Pada masa Revolusi Industri pertama, tak lebih dari 7,3% populasi dunia hidup di daerah urban (OWID, 2016). Proses industrialisasi yang pesat lantas meningkatkan permintaan akan tenaga kerja serta perumahan, yang kemudian membentuk klaster-klaster urban yang kita kenal sebagai kawasan perkotaan. Saat ini, setidaknya 55% dari penduduk dunia tinggal di daerah perkotaan, sebuah angka yang diproyeksikan untuk meningkat ke 68% pada tahun 2050 (UN DESA, 2016). Indonesia pun tak luput dari fenomena ini. Walau sebaran populasi rural-urban di Indonesia masih seimbang pada tahun 2010, BPS (2016) memproyeksikan tren peningkatan pangsa populasi daerah urban yang konsisten untuk beberapa tahun mendatang.
Pengembangan Sepuluh Wilayah Metropolitan Baru dalam RPJMN 2020-2024
Pada awal Juli 2020, Menko Perekonomian Airlangga Hartarto kembali mensinyalir rencana pemerintah dalam mengembangkan sepuluh wilayah metropolitan selain ibu kota negara baru. Sebagai bagian dari RPJMN 2020-2024, pemerintah mengklaim bahwa rencana ini merupakan sarana untuk merealisasikan target pertumbuhan ekonomi, serta upaya untuk menyamaratakan pembangunan di luar Pulau Jawa.
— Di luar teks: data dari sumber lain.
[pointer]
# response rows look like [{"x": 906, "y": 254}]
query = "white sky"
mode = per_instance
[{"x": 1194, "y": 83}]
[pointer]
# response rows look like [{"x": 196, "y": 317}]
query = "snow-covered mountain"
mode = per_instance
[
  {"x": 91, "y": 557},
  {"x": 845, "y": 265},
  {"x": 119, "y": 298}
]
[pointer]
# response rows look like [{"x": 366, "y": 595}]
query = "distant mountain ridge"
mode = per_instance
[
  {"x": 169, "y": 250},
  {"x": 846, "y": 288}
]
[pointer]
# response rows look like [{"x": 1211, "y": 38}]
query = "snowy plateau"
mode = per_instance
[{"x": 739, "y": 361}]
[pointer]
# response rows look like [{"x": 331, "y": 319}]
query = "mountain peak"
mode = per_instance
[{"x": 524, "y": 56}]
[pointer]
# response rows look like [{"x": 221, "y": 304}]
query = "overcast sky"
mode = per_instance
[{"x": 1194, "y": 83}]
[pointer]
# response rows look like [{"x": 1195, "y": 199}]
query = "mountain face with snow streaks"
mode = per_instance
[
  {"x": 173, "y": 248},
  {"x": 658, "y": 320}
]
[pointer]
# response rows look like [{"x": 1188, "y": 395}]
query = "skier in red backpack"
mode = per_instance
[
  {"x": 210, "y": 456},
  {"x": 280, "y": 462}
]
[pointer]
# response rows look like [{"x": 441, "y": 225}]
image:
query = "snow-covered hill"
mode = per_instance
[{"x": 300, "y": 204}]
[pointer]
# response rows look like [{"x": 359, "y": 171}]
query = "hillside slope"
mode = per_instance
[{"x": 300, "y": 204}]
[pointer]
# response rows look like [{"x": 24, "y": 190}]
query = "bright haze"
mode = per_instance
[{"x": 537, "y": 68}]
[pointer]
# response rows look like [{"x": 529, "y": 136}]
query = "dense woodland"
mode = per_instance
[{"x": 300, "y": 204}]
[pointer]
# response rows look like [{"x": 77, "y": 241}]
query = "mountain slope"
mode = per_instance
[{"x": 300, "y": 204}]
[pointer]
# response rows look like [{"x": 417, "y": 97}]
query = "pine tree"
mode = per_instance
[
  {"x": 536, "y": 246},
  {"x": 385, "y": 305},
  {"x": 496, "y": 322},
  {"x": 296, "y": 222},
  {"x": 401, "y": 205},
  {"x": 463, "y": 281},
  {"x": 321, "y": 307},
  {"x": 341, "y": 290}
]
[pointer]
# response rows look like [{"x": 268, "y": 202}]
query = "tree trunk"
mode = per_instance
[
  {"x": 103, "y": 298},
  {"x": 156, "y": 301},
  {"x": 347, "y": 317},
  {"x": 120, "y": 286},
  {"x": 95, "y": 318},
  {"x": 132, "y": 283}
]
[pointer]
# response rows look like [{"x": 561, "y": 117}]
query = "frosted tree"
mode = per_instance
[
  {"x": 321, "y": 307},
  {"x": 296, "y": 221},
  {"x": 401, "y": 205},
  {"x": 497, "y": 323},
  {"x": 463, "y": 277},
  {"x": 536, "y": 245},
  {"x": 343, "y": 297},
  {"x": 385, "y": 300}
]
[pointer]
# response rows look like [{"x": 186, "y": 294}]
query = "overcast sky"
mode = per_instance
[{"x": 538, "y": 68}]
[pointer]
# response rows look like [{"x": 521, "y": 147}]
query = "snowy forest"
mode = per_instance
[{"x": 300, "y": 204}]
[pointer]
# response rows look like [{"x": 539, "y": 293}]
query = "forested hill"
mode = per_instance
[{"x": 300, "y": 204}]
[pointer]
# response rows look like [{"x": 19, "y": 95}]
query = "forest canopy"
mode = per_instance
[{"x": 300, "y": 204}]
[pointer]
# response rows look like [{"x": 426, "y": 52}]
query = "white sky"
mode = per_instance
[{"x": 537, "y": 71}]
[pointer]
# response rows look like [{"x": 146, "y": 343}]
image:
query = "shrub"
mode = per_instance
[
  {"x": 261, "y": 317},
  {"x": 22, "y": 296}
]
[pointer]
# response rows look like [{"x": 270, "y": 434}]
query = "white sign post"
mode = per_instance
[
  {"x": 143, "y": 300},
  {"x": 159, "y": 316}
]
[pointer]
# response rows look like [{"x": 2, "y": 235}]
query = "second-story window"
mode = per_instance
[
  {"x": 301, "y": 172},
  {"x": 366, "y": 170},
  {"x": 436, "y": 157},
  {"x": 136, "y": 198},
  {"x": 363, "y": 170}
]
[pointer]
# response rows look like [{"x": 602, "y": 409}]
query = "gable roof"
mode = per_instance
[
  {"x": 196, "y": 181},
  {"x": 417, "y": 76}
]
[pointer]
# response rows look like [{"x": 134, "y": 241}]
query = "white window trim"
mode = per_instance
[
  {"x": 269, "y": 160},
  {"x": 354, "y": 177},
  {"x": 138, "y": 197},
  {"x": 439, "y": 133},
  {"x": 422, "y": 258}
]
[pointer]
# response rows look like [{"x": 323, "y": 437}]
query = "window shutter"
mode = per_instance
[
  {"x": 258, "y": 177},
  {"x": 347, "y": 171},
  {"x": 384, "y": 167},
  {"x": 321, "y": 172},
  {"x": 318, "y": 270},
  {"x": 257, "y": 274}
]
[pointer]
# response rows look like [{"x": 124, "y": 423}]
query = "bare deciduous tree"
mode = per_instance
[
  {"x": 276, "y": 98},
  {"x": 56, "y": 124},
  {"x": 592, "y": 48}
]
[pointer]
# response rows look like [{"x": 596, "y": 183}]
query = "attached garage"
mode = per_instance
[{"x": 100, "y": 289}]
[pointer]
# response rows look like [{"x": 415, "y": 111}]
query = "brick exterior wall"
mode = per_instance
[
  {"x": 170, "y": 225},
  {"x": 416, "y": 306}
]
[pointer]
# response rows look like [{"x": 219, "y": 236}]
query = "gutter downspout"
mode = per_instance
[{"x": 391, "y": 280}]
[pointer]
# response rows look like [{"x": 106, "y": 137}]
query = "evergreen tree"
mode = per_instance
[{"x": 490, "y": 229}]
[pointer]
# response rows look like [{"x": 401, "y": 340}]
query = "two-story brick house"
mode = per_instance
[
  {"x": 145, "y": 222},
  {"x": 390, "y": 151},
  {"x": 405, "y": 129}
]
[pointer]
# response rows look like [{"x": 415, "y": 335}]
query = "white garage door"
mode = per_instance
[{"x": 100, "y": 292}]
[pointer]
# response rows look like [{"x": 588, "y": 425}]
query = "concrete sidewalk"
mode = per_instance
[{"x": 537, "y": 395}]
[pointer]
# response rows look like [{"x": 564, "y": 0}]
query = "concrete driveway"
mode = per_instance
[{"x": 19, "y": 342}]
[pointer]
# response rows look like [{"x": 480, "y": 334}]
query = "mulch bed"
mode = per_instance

Memang, dapat dimengerti jika pemerintah ingin bergeser dari paradigma pembangunan Jawa-sentris, mempertimbangkan bahwa Pulau Jawa berkontribusi 59% terhadap PDB serta 54% terhadap populasi nasional (BPS, 2019). Tak sekadar proyek pembangunan semata, sepuluh wilayah metropolitan ini juga akan dikembangkan dengan tema yang didasarkan pada ciri khas masing-masing wilayah, sebagai berikut:
Mengapa Perekonomian Daerah Urban Lebih Produktif?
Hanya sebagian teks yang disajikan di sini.